And this is the reward for a lifetime of achievement. If you're starting at
the bottom today, conditions are positively Dickensian. The average (not the
maximum, the average!) PhD in CS took 6 years. During that time you'll be paid
almost nothing, no matter what the cost of living is around you. And you are
essentially an indentured servant of the professor. If he wants you to do a
routine task that has nothing to do with your research, you have to do it.
Cumulatively these tasks could add up to years of delays. After you graduate,
you'll probably have to take multiple postdoc jobs, often at very low
salaries, in hopes of getting a faculty position. Sometimes the hopes come
true, but very often not.

And from what I understand, CS is actually one of the "good" subjects to go to
graduate school for. Things are much, much worse in the humanities.

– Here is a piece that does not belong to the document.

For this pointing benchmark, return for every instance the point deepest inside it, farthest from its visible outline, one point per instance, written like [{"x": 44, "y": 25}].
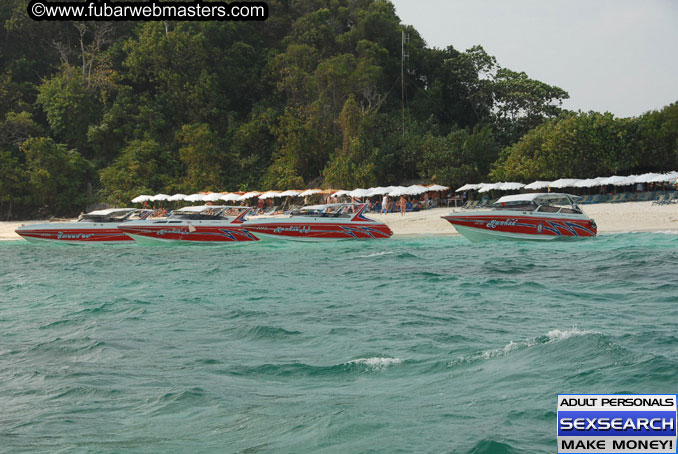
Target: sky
[{"x": 618, "y": 56}]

It's truly incredible that anyone would hold this up as a better system than
how industry works. Hmm, let's see... a two week interview process, after
which the company will tell the applicant whether they're hired. Or, a two
year postdoc after which the university may choose to throw them away like
garbage. Spending half your time writing grants, versus spending a few minutes
a week writing a status report. Come on.

Also, the section about how "the students will suffer" from industry
partnerships reads like a bad joke. Students suffer because the most
universities hire faculty purely based on research, and not at all based on
teaching. Full stop. The top research schools have contempt for teaching
undergrads; that's why they hire adjuncts to do it at minimum wage. (Well,
they also dump some of the burden on graduate students, too.)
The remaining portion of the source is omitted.